Cyanobacteria Confirmed In Lake Hayes
People are advised to keep out of the lake and keep dogs well away for the time being.
Testing today confirmed that algae in a water sample collected from Lake Hayes is the potentially toxic cyanobacteria, blue-green algae (Anabaena lemmermannii).
Cyanobacteria has the potential to produce toxins that are harmful to humans and pets if swallowed or through contact with skin.
Warning signs were put up around the Lake Hayes recreational reserve on Saturday evening due to the green-coloured algae in the water.
Although the discolouration of the water is currently quite localised, possibly due to wind concentrating the algae in one area, toxins from cyanobacteria may be present throughout the whole lake. That means it is safest to stay out of the water, even if it looks clear.
Another water sample will be taken for testing today as part of weekly cyanobacteria monitoring. The results of that sample (due on Wednesday) will indicate the ‘biovolume’ of cyanobacteria, which determines if the lake is safe for swimming.
This warning will remain in place until weekly testing shows a reduced biovolume of cyanobacteria to safe levels.
ORC staff have also found a suspected cyanobacteria algal bloom in Falls Dam this afternoon, and have taken a sample to determine if it is potentially toxic. Staff will undertake further sampling in the Manuherekia River tomorrow to determine the concentration of algae downstream of the dam.
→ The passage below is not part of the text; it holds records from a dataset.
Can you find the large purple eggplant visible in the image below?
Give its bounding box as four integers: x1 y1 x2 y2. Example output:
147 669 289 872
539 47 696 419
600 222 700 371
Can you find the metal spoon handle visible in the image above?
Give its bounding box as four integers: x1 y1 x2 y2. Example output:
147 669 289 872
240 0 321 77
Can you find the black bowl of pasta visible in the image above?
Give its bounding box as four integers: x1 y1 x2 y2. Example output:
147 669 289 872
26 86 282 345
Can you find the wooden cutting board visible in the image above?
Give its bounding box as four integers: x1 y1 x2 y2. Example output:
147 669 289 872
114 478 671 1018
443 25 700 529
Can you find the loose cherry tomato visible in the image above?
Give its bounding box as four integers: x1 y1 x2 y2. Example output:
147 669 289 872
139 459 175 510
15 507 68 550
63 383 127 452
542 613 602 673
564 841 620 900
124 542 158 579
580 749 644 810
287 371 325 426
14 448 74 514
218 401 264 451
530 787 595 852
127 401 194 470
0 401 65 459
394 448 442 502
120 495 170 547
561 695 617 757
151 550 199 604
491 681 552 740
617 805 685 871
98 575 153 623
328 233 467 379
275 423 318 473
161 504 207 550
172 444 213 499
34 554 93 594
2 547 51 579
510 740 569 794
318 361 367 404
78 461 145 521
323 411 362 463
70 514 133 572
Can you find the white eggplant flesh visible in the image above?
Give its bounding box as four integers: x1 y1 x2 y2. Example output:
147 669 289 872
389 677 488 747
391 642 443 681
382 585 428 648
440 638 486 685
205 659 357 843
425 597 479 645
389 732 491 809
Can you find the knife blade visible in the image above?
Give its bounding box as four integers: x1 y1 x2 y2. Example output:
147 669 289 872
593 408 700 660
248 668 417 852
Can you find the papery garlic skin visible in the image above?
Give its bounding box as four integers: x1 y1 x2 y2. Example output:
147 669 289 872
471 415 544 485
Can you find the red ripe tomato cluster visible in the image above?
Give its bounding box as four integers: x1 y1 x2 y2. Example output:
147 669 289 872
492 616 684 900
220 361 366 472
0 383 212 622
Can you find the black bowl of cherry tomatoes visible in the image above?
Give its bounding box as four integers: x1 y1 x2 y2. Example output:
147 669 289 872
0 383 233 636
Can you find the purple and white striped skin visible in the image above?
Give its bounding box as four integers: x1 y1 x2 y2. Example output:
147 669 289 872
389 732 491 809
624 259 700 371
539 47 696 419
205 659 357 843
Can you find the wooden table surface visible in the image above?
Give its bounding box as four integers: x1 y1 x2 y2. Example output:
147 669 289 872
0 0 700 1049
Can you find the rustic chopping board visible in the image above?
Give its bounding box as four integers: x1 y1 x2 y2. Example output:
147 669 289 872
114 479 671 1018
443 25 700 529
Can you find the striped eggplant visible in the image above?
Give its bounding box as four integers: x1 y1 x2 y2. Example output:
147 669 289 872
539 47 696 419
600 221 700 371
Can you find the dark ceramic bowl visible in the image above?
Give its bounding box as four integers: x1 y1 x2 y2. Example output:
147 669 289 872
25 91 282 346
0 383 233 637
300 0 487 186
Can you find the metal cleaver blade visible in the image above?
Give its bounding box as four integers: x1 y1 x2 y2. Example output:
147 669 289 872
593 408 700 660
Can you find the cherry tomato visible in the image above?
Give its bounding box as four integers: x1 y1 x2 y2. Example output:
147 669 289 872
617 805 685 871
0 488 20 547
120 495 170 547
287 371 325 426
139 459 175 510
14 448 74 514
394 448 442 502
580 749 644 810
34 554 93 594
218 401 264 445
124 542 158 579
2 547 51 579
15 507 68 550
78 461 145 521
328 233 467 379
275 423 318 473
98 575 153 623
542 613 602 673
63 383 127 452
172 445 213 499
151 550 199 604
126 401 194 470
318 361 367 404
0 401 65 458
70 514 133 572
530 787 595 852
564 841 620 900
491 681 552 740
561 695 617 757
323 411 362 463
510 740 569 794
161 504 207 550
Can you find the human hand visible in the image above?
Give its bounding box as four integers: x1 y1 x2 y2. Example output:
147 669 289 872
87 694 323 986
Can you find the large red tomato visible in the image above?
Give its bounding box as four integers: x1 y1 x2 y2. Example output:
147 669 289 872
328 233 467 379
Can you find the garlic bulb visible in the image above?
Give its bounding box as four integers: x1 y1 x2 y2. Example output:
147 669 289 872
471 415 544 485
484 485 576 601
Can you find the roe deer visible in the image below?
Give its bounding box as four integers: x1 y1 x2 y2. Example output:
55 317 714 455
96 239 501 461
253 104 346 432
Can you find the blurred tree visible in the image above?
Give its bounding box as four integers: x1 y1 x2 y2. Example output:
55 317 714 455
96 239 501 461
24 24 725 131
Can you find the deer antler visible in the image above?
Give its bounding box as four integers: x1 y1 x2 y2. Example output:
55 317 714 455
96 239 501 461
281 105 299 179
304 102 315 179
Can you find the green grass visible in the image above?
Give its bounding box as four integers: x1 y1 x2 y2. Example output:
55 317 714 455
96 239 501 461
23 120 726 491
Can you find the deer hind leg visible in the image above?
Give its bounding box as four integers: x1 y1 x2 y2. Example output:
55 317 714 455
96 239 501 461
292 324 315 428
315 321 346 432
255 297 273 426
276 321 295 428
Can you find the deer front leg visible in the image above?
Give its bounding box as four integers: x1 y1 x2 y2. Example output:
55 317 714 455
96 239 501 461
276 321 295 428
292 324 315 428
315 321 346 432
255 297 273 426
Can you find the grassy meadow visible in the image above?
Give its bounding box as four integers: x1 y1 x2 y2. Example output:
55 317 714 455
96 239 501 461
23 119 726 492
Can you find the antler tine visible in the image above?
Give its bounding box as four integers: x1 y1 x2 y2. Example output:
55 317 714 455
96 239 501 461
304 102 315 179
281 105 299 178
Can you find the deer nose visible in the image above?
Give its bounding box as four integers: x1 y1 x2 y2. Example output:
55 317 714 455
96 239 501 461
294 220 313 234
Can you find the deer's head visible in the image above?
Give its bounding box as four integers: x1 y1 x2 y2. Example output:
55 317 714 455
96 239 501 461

In the meantime, as with Lake Hayes, people are advised to stay out of the water and keep pets away. ORC will provide an update on sampling from Falls Dam and the Manuherekia River in the coming days.
What to do
Avoid contact with Lake Hayes and Falls Dam, even parts that look clear, as toxins can persist after an algal bloom has dissipated or moved.
Anyone who suspects they are experiencing a reaction due to contact with toxic algae should seek medical attention.
If you spot green algae in lakes, or dark mats in streams and rivers, contact ORC on our 24/7 pollution hotline, 0800 800 033.